Central Energy Plant Solar Heating System (2011)

 The 120,000 Btu/hr peak output on the roof provides the majority of the offices yearly domestic hot water heating needs as well as approximately 15% of the yearly building comfort heating needs. 
This solar heating system was put into place as part of the building’s LEED Gold Certification and paired with energy efficiency upgrades.

Cornell Botanic Gardens Nevin Welcome Center Solar Heating System (2012)

A similar solar thermal system as the CEP, the Nevin Welcome Center’s LEED Gold Certified building has 65,000 Btu/hr peak output or approximately 10% of the yearly building comfort heating needs.

Guterman Lab Solar Collector (2021) 

An innovative solar collector system installed atop Guterman Research Center uses mirror technology to capture sunlight and turn it into thermal energy that will help heat the facility’s water distribution network. The intelligent mirror array was the first of its kind at Cornell and the seventh on-campus solar system. The system is expected to annually reduce the facility’s campus steam consumption by 122 million Btus and offset approximately 4% of the facility’s summer heat load. 


 
Architectural Rendering of North Campus Extension
NCRE solar could generate about 1MW of electricity a year
North Campus Residential Solar Array (1MW)
Projected Completion: 2021 

From the rooftops of Cornell’s proposed North Campus Residential Expansion (NCRE), the university hopes to gather enough solar energy to offset about 1 megawatt of electricity annually and further reduce the university’s carbon footprint.

News & Resources

Solar Sheep Mowing

Cornell University has used its solar farms as living laboratory spaces to test, perfect, and create pilot materials for New York State farmers on co-beneficial use of sheep to maintain the grass and other materials in solar farms or large-scale arrays.  
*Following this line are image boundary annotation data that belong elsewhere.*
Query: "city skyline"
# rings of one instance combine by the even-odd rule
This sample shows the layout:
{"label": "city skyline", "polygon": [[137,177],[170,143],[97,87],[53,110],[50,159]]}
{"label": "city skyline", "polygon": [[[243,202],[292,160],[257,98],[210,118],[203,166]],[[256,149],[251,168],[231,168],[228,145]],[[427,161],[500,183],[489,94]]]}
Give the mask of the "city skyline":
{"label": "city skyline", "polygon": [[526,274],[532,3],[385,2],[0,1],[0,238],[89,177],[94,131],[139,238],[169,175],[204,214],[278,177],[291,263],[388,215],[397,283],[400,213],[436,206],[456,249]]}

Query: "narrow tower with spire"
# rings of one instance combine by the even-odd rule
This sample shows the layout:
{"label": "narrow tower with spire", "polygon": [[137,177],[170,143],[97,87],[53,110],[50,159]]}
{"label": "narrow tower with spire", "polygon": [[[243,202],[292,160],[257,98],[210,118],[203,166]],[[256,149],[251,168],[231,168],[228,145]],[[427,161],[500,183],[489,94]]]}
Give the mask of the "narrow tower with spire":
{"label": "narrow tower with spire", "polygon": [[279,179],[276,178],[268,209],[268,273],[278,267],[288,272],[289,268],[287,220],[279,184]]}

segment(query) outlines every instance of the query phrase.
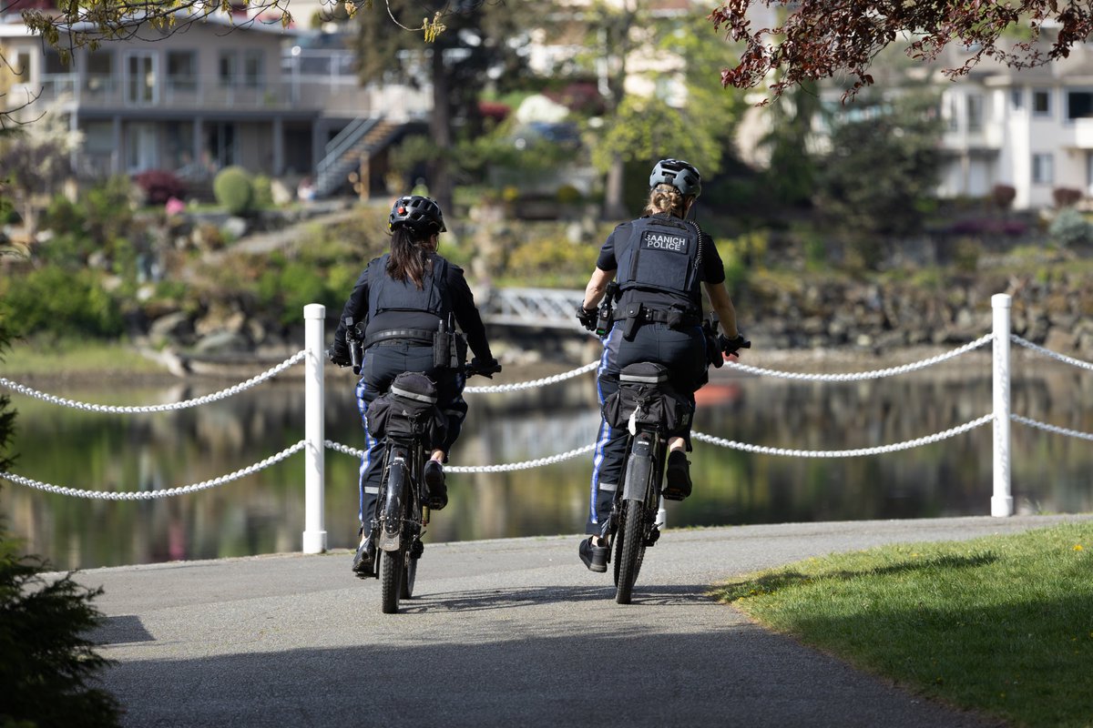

Solar grazing is the use of livestock to maintain vegetation under solar panels. It is just one practice under the larger umbrella of “agrivoltaics”: combining agricultural and renewable energy production on the same piece of land. Utilizing sheep for site vegetation has resulted in “2.5 times fewer labor hours than mechanical and pesticide management on site.”

All of Cornell's solar farms use solar sheep mowing crews!